Il problema è storico. Sapelli ricostruisce: «La nostra tardiva unificazione non ebbe mai legittimazione popolare e quindi non produsse quei fondamentali beni comuni che sono autorità e fiducia. Perche l’autorità senza fiducia né si pone né si può immaginare. Prevalsero il potere e la forza o la minaccia dell’uso della forza». Una sorta di psicoanalisi collettiva, insomma, che purtroppo spiega bene i mali di oggi: «Ci troviamo di fronte una presenza diffusa e alveolare, non egemonica e neppure compulsiva o costrittiva del potere. Inoltre, la maggior parte degli italiani soffre di una sorta di analfabetismo di ritorno, non sa scrivere neanche una lettera, a riprova del fatto che l’Italia come nazione culturale non esiste, diversamente per esempio dalla Francia, dove la République unifica tutti».
Da noi, sostiene lo storico «c’è uno Stato senza nazione, uno Stato che scricchiola, con una casta burocratica che blocca ogni cambiamento, periferica, inefficiente e inefficace, magistrati che esercitano ruoli surrogatori della politica».
Com’era possibile costruire, con queste premesse, un buon rapporto con le istituzioni europee? «Al contrario, l’ingresso in Europa ci ha spiazzati, perché non avevamo all’attivo neanche un vero federalismo» aggiunge lo storico: «Renzi ha fatto aderire il Pd ai socialisti europei, ma la cosa ha avuto poca sostanza perche il suo Pd è un partito acchiappatutto, dalla destra ai cattolici, l’unico elettorato che non può prendere è quello della sinistra estrema».

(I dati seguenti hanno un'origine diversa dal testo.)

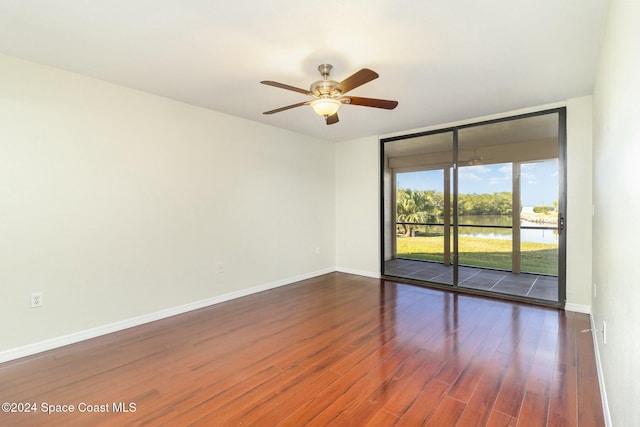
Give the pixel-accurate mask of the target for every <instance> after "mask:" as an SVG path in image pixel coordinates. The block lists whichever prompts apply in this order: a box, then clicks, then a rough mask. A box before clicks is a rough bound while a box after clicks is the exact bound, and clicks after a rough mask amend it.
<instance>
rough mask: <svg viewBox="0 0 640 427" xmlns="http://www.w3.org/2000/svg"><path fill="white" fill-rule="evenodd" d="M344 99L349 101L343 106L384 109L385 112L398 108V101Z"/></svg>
mask: <svg viewBox="0 0 640 427" xmlns="http://www.w3.org/2000/svg"><path fill="white" fill-rule="evenodd" d="M346 99H349V102H345V104H351V105H362V106H364V107H375V108H384V109H385V110H393V109H394V108H396V107H397V106H398V101H390V100H388V99H375V98H360V97H357V96H348V97H347V98H346Z"/></svg>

E con quale credibilità quest’Italietta politicamente disunita e sgangherata va all’attacco di Angela Merkel? «Be’, direi che tutta l’Europa sta soffrendo di una specie di pangermanesimo, l’istituzione europea sta peggiorando, dopo la riunione della Bce di Napoli i tedeschi hanno mortificato Mario Draghi attaccandolo da tutte le parti: è la prova che se parli senza poi fare, peggiori le cose, in questo la Francia avrebbe potuto essere più aiutata, il nostro premier ha detto cose giuste ma, come tende a fare sempre, non ha poi implementato nulla».
Per questo, rifocalizzandosi sul futuro prossimo del Paese, Sapelli vede luci e ombre nei tentativi di Renzi: «Bene gli 80 euro, male il Tfr. I primi sono stati un pezzo di politica economica, una detassazione come un’altra, chi li ha bollati di laurismo ha detto una sciocchezza. Invece mettere il Tfr in busta paga è una proposta ingenua che fa accapponare la pelle perché genera una catastrofe per le imprese a fronte di poco vantaggio per i lavoratori. Soprattutto mi sembra che apra un nuovo fronte di incognita pensionistica! E poi devo dire che è, o sarebbe, una misura in schietto stile peronista, fa pensare alla politica di Cristina Kirchner in Argentina. Significa nazionalizzare il risparmio dei lavoratori e delle imprese: e da un ministro come Pier Carlo Padoan, che ha girato il mondo, non me lo sarei aspettato».